By Jonathan Saul
LONDON, March 16 (Reuters) – State-run conglomerate China Merchants Group has made an informal bid to buy London’s Baltic Exchange, becoming the latest contender for the business that has been the hub of the global shipping market for centuries, two sources told Reuters.
The approach was made by the group’s subsidiary China Merchants Securities, according to the sources, who declined to be identified as the matter is not public. “They are the latest (suitor) and certainly, with such a massive group, it shows how this is heating up,” one source said.
An acquisition of the Baltic, which was founded in 1744, would give the Chinese conglomerate ownership of the industry’s benchmark indices – which could be further commercialized – and greater access to the multi-billion dollar freight derivatives market.
It is the latest Chinese company to look at shipping and commodities targets in Europe, aiming to take advantage of a market downturn that has pushed down valuations of some firms.
China Merchants Securities, which is listed in Shanghai , did not respond to repeated requests for comment.
A spokesman for China Merchants Group in the Chinese city of Shenzhen said on Wednesday he was not aware of any bid for the Baltic Exchange, adding if there was a bid it would be processed by one of the group’s units, which are listed in various locations such as Shanghai, Hong Kong and Singapore.
A Baltic spokesman said the exchange “to date hasn’t commented on the identity of anyone involved in the process and declines to comment on whether or not the Baltic is in discussion with CMG (China Merchants Group).”
On Feb. 26 the privately held Baltic Exchange confirmed it had received a number of “exploratory approaches” after the Singapore Exchange Ltd (SGX) revealed it was seeking to buy the business.
Both statements came a day after Reuters exclusively reported the Baltic had held talks with SGX and other potential buyers including CME Group, ICE and Platts. Last October, sources said the London Metal Exchange (LME) had made an approach to buy the Baltic.
Clearing houses and exchanges are all looking for a way to distinguish themselves at a time of growing regulatory scrutiny and weak commodities markets. Buying the Baltic would allow any of those entities to diversify their activities into freight.
China Merchants Group is among the country’s biggest conglomerates, with interests spanning ports, shipping and financial services.
In December, Chinese authorities approved its acquisition of state-run logistics group Sinotrans & CSC Holdings Co, part of efforts by Beijing to make sprawling government-controlled firms more efficient as economic growth slows.
That deal placed China Merchants’ estimated assets worth 624 billion yuan ($96 billion) and Sinotrans & CSC assets of about 109 billion yuan under one roof.
The two sources said China Merchants Securities was willing to pay a premium above other bidders to acquire the Baltic.
Separate sources had previously estimated the deal could be worth about 84 million pounds ($118 million).

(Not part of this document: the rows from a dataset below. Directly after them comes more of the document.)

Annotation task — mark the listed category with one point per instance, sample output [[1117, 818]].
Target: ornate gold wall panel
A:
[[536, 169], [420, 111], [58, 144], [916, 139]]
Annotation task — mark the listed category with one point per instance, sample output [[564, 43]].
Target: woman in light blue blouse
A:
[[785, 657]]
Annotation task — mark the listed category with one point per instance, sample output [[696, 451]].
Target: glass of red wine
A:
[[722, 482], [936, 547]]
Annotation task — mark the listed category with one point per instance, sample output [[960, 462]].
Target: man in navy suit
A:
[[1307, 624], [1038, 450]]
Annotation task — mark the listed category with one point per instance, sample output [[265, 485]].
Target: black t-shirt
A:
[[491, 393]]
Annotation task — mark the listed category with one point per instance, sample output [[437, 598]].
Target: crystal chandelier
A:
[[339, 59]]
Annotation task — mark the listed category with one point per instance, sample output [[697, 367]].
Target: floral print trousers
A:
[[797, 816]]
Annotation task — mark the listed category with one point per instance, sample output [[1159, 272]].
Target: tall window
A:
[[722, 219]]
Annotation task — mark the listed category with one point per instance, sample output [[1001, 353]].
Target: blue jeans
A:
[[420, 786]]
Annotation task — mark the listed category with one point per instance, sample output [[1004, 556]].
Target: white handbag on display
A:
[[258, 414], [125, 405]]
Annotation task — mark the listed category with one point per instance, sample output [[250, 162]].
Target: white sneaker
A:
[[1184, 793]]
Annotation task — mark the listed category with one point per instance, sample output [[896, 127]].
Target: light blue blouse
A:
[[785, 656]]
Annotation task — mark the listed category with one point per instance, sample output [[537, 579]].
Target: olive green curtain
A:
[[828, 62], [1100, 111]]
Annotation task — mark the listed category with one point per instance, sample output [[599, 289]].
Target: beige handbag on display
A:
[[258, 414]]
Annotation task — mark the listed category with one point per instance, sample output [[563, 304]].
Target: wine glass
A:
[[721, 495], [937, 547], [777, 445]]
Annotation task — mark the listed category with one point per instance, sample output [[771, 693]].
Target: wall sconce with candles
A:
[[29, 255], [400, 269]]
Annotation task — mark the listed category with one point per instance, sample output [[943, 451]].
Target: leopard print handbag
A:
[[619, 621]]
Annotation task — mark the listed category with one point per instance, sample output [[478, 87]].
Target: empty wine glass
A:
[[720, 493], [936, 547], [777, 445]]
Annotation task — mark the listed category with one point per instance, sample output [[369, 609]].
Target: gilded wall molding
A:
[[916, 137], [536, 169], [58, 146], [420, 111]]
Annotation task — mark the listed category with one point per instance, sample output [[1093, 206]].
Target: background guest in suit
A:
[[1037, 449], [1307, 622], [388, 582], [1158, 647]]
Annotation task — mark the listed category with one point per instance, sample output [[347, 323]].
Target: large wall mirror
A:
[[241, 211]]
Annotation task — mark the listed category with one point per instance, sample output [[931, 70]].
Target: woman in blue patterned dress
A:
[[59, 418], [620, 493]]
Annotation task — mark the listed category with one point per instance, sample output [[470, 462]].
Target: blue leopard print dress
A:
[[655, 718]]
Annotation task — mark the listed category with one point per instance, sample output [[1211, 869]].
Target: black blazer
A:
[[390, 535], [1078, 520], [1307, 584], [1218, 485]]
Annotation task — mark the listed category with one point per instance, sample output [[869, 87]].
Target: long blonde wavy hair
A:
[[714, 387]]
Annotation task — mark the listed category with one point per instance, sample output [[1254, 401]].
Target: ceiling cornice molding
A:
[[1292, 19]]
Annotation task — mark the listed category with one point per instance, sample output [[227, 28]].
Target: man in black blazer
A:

Other Chinese firms looking at targets in Europe include COSCO, last month named by Greece as the preferred bidder for its biggest port, Piraeus. Since then, COSCO has merged with fellow state firm China Shipping Group to create one of the world’s biggest commercial shipping companies, China Cosco Shipping Corporation.
China Merchants still faces competition from SGX and others such as the LME, which was bought by Hong Kong Exchanges and Clearing in 2012 for $2.2 billion.
The Baltic is owned by around 380 shareholders, many from the shipping industry. It produces daily benchmark rates and indices that are used across the world to trade and settle freight contracts.
Last month Baltic Exchange chairman Guy Campbell wrote to the company’s wider members, comprising around 650 companies that include the shareholders, and said no formal offer had been received, adding that discussions “may very well lead nowhere.”
In 2011, the Baltic – via a wholly owned subsidiary -launched the first central freight derivatives platform, called Baltex. Freight derivatives, which allow investors to take positions on freight rates in the future, are a multi-billion dollar niche market which is seen as another attraction.
Any acquisition of the Baltic could face opposition from freight brokers who would fear some loss of their business.
John Banaszkiewicz, who runs freight derivatives broker FIS, wrote to fellow brokers after the Baltic announcement to highlight his worries over a sale.
“My concern is that a sale to an overseas exchange, which seems the most likely outcome, is followed by a more restrictive and probably more expensive agreement on the use of the indices for trading and settlement,” Banaszkiewicz wrote in a letter seen by Reuters.
“It seems to me that to sell the Baltic in a private bidding contest, while in some shareholders’ interest, fails to recognize the effect on wider stakeholders such as physical and FFA (freight derivatives) brokers whose shareholdings do not put them in line for a windfall but whose business could be affected dramatically.”
In the Baltic’s last annual report in the year to end-March 2015 it recorded an after-tax profit of 1.3 million pounds versus 901,809 pounds in 2014. Shipping industry sources say it could increase profitability, partly by charging more to data users.